Le ministre du Travail, Jean Boulet, insiste : l'adoption de l'IA doit rester « responsable, cohérente et transparente ». L'objectif est que « l'humain demeure au cœur de tout le processus décisionnel ».
Pourquoi maintenant
Ce guide est l'aboutissement d'une recommandation du Comité consultatif du travail et de la main-d'œuvre (CCTM). En 2025, le ministre Boulet avait mandaté le comité pour examiner les enjeux liés à l'implantation de systèmes d'IA dans les milieux de travail québécois. Les grandes centrales syndicales et patronales siègent toutes deux au CCTM.
Le document s'appuie sur les grands principes internationaux, mais reste non contraignant. Il vise à soutenir les entreprises tout en assurant le respect de la législation.
Les risques de la surveillance algorithmique
Le guide traite explicitement des risques que pose l'IA de surveillance sur la santé et la sécurité des travailleurs. Ces outils existent déjà dans certaines entreprises québécoises.
C'est le cas de Nordia/NQX, qui exploite un centre d'appels à Sherbrooke. Selon le syndicat local, un système d'IA analysait les appels des agents, qui devaient suivre un texte prédéfini. Le système rapportait ensuite les pourcentages d'erreurs à l'employeur. Bien que les textes aient toujours existé, les mesures disciplinaires se sont multipliées après l'implantation du système. En février dernier, 77 employés ont été mis à pied. Un grief pour surveillance par intelligence artificielle a été déposé en août 2025.
Annick Charette, présidente de la Fédération nationale des communications et de la culture (FNCC–CSN), dénonce ce type de surveillance sans jugement humain. Elle reconnaît cependant l'utilité du guide du gouvernement : « Je pense que c'est essentiel qu'il y ait dialogue sur l'utilisation de l'IA dans les milieux de travail. Ça ne peut pas juste être du top down. »
Une approche différente du fédéral
Xavier Parent-Rocheleau, professeur au Département de gestion des ressources humaines de HEC Montréal, salue le travail du gouvernement québécois. Le guide propose une approche « responsable » qui reconnaît à la fois les bénéfices et les risques de la technologie pour les entreprises et leurs travailleurs.
Il souligne que c'est la première fois qu'un document officiel mentionne les risques spécifiques associés à la gestion algorithmique.
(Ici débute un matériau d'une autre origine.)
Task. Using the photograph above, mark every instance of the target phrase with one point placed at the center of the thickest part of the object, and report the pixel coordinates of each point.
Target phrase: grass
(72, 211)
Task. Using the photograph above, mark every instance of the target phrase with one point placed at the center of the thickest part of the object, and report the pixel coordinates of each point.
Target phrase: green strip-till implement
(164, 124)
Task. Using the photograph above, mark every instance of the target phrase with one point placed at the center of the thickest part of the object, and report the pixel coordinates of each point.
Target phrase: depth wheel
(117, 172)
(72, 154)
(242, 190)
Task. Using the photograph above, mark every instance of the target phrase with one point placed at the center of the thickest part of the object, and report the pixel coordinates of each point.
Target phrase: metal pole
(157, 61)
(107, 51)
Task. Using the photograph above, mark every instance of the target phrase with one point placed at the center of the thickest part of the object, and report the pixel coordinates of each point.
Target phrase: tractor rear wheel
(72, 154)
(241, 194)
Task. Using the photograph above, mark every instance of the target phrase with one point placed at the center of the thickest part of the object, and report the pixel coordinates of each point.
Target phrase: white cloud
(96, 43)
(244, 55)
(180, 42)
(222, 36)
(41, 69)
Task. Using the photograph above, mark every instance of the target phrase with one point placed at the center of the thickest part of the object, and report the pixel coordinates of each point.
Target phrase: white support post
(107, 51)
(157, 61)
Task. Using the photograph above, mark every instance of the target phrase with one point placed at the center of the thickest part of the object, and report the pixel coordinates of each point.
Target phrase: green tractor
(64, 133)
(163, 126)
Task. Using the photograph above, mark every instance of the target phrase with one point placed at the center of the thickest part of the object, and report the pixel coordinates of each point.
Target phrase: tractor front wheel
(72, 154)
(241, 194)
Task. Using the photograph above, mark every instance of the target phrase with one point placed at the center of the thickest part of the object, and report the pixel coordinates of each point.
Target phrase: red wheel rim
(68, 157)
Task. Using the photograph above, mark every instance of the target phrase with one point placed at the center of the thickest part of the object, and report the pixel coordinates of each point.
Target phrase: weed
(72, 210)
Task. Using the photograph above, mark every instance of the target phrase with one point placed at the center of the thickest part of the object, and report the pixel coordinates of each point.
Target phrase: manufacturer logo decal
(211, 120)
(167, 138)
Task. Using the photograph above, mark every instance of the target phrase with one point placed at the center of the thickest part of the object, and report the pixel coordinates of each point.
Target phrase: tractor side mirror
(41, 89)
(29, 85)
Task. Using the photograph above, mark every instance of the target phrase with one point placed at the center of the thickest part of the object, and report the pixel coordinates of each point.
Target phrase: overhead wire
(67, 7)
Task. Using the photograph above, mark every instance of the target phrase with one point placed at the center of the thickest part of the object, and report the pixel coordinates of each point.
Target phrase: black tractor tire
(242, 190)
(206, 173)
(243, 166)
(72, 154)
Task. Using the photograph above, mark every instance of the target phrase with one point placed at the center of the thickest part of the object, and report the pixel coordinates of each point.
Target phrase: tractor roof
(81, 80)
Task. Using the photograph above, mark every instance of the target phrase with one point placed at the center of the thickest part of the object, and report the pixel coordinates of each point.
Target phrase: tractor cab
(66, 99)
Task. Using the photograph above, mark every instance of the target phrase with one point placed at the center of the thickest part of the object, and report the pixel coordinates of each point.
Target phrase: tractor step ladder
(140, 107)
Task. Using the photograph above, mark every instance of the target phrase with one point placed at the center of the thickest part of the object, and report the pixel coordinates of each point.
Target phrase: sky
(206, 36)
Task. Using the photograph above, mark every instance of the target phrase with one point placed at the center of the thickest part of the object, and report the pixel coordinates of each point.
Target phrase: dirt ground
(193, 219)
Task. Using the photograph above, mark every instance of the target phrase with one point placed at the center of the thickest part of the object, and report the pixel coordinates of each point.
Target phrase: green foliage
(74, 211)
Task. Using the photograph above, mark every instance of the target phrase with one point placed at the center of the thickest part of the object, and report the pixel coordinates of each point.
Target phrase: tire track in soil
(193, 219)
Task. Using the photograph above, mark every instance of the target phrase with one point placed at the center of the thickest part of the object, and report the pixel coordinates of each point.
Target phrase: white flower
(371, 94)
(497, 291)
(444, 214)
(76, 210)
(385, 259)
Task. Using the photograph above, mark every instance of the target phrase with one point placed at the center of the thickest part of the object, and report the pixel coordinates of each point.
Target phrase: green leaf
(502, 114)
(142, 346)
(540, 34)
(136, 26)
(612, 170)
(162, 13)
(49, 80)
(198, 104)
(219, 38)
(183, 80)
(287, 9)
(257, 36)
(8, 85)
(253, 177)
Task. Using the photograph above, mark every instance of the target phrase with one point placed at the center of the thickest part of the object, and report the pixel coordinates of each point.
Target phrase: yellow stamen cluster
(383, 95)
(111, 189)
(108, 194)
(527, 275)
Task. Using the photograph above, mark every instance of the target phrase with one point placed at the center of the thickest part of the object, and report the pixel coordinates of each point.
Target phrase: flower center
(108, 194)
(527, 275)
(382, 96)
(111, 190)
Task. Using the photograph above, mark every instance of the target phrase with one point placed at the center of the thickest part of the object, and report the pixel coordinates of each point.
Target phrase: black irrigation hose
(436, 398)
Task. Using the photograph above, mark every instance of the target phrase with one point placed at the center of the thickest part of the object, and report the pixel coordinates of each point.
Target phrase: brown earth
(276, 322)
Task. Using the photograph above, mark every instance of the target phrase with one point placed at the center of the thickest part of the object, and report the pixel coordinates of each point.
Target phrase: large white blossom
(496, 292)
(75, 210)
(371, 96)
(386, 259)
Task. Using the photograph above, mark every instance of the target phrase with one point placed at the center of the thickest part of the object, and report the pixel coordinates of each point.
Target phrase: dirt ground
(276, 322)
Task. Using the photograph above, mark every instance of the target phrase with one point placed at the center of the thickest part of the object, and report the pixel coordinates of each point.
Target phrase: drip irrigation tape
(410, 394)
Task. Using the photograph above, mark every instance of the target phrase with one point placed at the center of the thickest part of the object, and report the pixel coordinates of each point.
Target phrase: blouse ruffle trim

L'accent mis sur le dialogue social et la participation des travailleurs au processus de décision est « fondamental ».
Le professeur compare ce guide avec la Stratégie nationale en matière d'intelligence artificielle du Canada, proposée par le premier ministre Mark Carney. Le message fédéral est clair : « Il faut implanter l'IA à tout prix, sinon votre entreprise ne survivra pas. » Selon Parent-Rocheleau, la stratégie fédérale a été écrite par l'industrie et pour l'industrie, avec une approche « technosolutionniste ».
Le document québécois, à son avis, est « largement plus réfléchi et plus étoffé que la stratégie fédérale ».
Le contexte national
Ottawa vise à faire passer le pourcentage d'entreprises ayant adopté l'IA de 12 % en 2025 à 60 % en 2034. Face à cet engouement, le moment est idéal pour proposer un cadre non contraignant qui encadre le déploiement de ces nouveaux outils, estime le chercheur.